The Red River

The Great Northern inaugurated the streamlined Red River between St. Paul and Grand Forks on June 25, 1950–one week after the Internationals began service. The single train made one round-trip per day on the 320-mile route (supplementing the Empire Builder, Oriental Limited, and Winnipeg Limited over much or all of the route), taking 6-1/2 hours to get from St. Paul to Grand Forks.

Click image to download a 0.9-MB PDF of this 12-panel brochure describing the “completely modern” Great Northern Streamlined Internationals.

Like the Internationals, the Red River was built by American Car & Foundry and consisted of a mail-baggage car, three 60-seat coaches, and a cafe-parlor observation car. This last car, unimaginatively called “Red River,” had 12 seats in a small dining room at the front, nine seats in a coffee shop, a small kitchen, and 20 parlor seats in the back. The Red River’s 180 coach seats and 20 parlor seats contrasted with the Internationals’ 148 coach seats and 29 parlor seats; the Great Northern apparently believed that the Midwest train would attract a lower ratio of first-class passengers than the Internationals.

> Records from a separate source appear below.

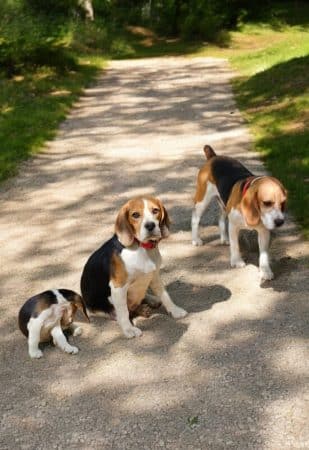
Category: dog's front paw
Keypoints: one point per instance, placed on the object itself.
(71, 349)
(237, 262)
(266, 274)
(77, 331)
(35, 354)
(132, 332)
(178, 313)
(197, 242)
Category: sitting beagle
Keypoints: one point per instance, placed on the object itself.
(117, 275)
(255, 202)
(45, 316)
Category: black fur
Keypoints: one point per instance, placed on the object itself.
(226, 172)
(48, 298)
(96, 276)
(28, 310)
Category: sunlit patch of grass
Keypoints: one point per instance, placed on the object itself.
(273, 93)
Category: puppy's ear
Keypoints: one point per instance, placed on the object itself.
(123, 228)
(164, 222)
(80, 305)
(250, 208)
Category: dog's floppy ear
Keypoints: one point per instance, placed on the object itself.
(80, 305)
(250, 208)
(123, 228)
(164, 222)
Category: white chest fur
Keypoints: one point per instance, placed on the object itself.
(140, 261)
(141, 265)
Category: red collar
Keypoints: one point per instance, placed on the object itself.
(147, 245)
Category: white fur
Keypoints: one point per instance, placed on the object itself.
(143, 271)
(236, 222)
(60, 340)
(199, 208)
(268, 218)
(48, 323)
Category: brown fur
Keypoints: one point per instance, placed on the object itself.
(127, 226)
(204, 176)
(265, 189)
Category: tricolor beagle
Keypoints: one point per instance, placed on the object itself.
(45, 316)
(249, 201)
(116, 276)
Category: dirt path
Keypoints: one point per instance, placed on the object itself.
(230, 375)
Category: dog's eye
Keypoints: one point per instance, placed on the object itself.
(267, 204)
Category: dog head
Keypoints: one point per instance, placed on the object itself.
(76, 303)
(144, 219)
(264, 201)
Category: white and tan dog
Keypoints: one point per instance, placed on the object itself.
(254, 202)
(117, 275)
(44, 317)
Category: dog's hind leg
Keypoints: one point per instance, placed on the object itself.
(34, 326)
(199, 208)
(224, 239)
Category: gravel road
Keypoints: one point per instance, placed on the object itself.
(234, 373)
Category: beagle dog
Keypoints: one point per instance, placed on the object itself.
(45, 316)
(117, 275)
(249, 201)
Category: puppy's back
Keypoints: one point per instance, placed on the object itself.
(33, 307)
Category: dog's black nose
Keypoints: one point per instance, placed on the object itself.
(150, 226)
(279, 222)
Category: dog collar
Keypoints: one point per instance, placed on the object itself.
(147, 245)
(248, 183)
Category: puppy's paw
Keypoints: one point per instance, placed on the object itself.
(237, 262)
(197, 242)
(178, 313)
(35, 354)
(132, 332)
(266, 274)
(71, 349)
(224, 241)
(78, 331)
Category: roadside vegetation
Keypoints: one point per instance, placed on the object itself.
(49, 51)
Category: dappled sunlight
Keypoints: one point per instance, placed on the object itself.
(224, 363)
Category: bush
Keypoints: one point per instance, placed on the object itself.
(26, 41)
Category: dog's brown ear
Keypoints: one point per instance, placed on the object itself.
(250, 208)
(165, 221)
(123, 228)
(80, 305)
(209, 152)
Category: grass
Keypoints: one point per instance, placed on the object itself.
(271, 60)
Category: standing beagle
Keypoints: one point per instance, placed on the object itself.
(116, 276)
(45, 316)
(255, 202)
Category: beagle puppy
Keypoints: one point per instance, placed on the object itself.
(117, 275)
(45, 316)
(249, 201)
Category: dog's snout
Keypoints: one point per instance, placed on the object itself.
(150, 226)
(279, 222)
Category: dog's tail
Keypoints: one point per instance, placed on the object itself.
(209, 152)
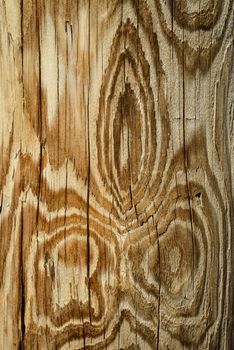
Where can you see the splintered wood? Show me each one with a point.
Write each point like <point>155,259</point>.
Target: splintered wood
<point>116,174</point>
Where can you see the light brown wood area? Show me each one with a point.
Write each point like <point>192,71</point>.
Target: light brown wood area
<point>116,174</point>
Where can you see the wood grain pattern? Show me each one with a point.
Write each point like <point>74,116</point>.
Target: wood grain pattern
<point>117,165</point>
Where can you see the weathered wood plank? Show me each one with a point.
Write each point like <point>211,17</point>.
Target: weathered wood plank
<point>116,174</point>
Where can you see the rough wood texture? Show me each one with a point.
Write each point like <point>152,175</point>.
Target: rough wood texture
<point>116,174</point>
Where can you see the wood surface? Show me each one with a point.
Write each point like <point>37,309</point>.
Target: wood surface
<point>116,174</point>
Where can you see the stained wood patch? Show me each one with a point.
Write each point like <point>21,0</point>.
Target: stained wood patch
<point>116,174</point>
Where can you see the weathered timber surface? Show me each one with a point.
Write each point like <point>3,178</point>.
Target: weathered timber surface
<point>116,174</point>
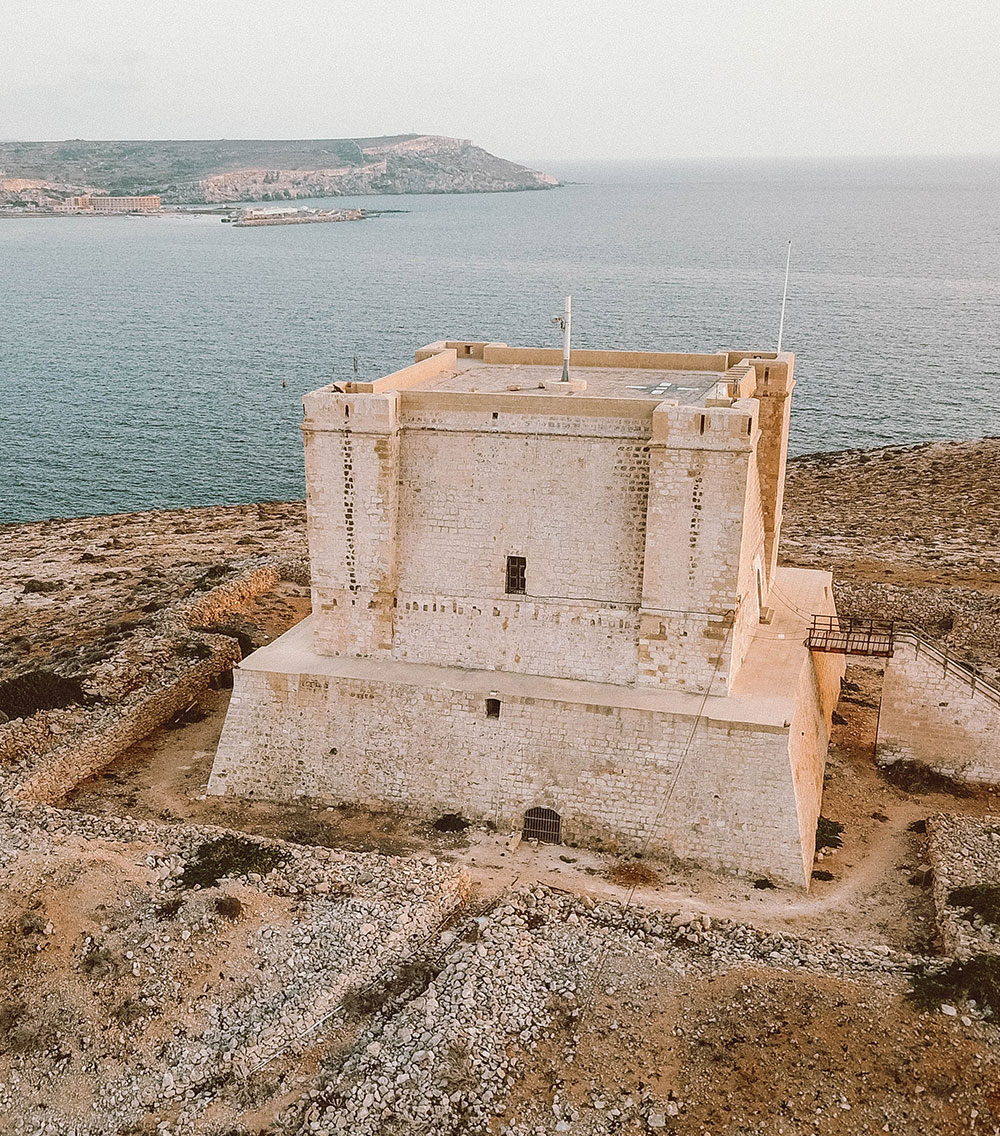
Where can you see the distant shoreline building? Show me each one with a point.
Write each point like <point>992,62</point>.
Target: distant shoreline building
<point>553,606</point>
<point>92,202</point>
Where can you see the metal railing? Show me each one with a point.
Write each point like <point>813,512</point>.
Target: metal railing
<point>873,637</point>
<point>972,676</point>
<point>880,638</point>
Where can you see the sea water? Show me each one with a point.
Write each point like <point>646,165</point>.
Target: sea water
<point>161,361</point>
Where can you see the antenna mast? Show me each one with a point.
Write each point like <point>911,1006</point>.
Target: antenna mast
<point>781,326</point>
<point>565,323</point>
<point>566,330</point>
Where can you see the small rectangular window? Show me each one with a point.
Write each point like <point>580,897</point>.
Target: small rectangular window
<point>516,575</point>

The July 1, 1950 issue of Railway Age featured both the Internationals and the Red River, providing a great deal of information about both. Like the Internationals, the Red River was filled with art works, including bas relief sculptures in the parlor car by George Kratinas and plexiglass wildflower etchings in the coaches, probably by the same Henry Pearson who did the etching in the Internationals parlor car.